Moreover, the package expands its compatibility by supporting all model terms from the base
R [`mgcv`](https://cran.r-project.org/package=mgcv) package. Additionally, the `gamlss2` package
introduces the capability to accommodate more than four parameter families. Essentially, this
means that users can now specify any type of model using these new infrastructures, making the
package highly flexible and accommodating to a wide range of modeling requirements.
* The main model function is [`gamlss2()`](https://gamlss-dev.github.io/gamlss2/man/gamlss2.html).
* The default optimizer functions is [`RS()`](https://gamlss-dev.github.io/gamlss2/man/RS_CG.html).

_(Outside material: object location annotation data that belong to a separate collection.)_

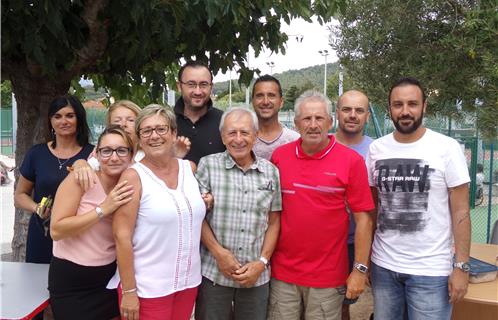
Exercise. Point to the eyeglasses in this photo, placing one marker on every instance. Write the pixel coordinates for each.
(147, 132)
(107, 152)
(192, 84)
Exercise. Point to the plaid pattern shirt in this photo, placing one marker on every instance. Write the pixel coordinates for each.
(242, 202)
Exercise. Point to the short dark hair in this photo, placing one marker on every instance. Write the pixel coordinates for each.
(267, 78)
(404, 82)
(193, 64)
(82, 130)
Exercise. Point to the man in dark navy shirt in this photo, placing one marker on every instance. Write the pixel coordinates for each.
(196, 117)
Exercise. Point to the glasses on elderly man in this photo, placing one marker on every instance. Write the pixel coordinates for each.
(192, 84)
(106, 152)
(147, 132)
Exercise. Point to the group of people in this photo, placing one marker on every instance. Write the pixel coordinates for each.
(242, 218)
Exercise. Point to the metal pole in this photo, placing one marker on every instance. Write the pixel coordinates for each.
(340, 81)
(325, 78)
(14, 123)
(324, 53)
(490, 190)
(247, 87)
(230, 90)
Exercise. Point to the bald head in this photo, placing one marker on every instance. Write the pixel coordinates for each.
(353, 95)
(352, 112)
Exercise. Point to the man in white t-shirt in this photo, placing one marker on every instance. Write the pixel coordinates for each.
(421, 246)
(267, 101)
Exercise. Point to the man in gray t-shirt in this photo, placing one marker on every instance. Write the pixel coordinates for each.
(352, 115)
(267, 101)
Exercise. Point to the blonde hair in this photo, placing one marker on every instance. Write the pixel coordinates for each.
(152, 110)
(122, 104)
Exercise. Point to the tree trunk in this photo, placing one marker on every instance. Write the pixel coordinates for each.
(33, 96)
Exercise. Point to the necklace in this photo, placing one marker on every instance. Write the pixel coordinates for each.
(61, 163)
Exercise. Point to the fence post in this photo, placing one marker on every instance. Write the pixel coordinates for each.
(473, 171)
(490, 192)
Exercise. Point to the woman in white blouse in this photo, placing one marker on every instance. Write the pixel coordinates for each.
(157, 233)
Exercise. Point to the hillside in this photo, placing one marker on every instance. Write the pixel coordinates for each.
(290, 78)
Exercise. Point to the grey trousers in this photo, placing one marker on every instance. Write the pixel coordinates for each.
(215, 302)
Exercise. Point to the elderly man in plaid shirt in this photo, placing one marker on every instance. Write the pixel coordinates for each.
(241, 232)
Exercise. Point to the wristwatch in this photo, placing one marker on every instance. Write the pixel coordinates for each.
(464, 266)
(264, 260)
(360, 267)
(99, 212)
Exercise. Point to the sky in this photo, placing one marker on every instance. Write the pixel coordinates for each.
(298, 54)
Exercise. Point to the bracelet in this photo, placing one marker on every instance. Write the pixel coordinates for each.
(128, 291)
(264, 261)
(100, 212)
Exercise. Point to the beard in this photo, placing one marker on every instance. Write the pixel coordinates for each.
(189, 101)
(416, 123)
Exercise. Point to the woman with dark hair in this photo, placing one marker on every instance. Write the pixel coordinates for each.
(81, 226)
(45, 166)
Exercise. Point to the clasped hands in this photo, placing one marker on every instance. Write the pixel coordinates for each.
(246, 275)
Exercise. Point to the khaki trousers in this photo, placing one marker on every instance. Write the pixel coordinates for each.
(292, 302)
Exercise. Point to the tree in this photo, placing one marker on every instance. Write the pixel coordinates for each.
(128, 47)
(333, 85)
(450, 45)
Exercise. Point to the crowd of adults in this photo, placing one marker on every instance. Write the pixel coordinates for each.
(238, 217)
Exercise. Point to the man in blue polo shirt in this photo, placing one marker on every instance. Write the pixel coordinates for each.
(196, 117)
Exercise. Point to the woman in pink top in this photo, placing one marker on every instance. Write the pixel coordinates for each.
(84, 256)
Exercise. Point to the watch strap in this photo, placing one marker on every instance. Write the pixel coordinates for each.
(100, 212)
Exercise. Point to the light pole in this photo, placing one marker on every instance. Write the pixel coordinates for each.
(230, 90)
(271, 64)
(340, 80)
(324, 53)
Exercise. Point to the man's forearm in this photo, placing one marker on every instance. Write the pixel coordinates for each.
(271, 235)
(208, 239)
(460, 217)
(363, 237)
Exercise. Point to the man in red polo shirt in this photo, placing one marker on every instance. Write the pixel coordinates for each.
(318, 176)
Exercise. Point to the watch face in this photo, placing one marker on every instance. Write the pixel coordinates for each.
(361, 268)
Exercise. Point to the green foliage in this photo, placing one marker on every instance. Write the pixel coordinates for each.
(450, 46)
(129, 45)
(6, 92)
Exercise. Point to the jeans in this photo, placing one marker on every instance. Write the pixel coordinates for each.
(420, 297)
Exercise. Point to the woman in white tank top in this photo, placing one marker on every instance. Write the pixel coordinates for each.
(157, 233)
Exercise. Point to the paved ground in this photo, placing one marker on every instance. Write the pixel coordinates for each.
(7, 213)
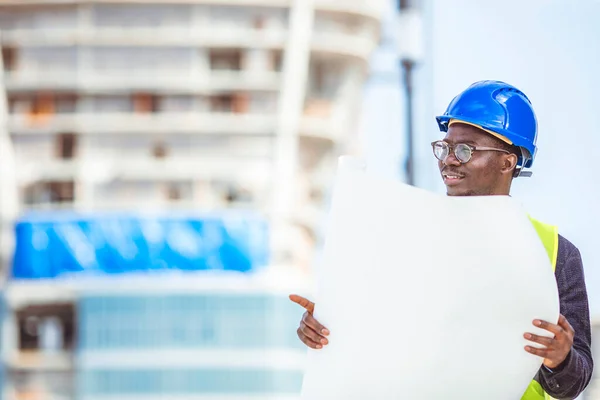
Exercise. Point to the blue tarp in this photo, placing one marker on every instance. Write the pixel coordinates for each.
(55, 244)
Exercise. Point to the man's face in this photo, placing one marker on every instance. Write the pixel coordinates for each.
(482, 175)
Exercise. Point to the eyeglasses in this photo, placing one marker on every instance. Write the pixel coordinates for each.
(462, 151)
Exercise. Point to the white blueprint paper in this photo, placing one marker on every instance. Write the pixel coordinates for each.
(426, 296)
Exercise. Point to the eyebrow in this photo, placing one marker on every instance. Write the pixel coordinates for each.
(470, 142)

Optimizer functions can be exchanged.
* Most important methods: `summary()`, [`plot()`](https://gamlss-dev.github.io/gamlss2/man/plots.html), [`predict()`](https://gamlss-dev.github.io/gamlss2/man/predict.gamlss2.html).
* Easy development of new family objects, see [`?gamlss2,family`](https://gamlss-dev.github.io/gamlss2/man/gamlss2.family.html).
* User-specific "special" terms are possible, see [`?special_terms`](https://gamlss-dev.github.io/gamlss2/man/special_terms.html).
For examples, please visit the manual pages.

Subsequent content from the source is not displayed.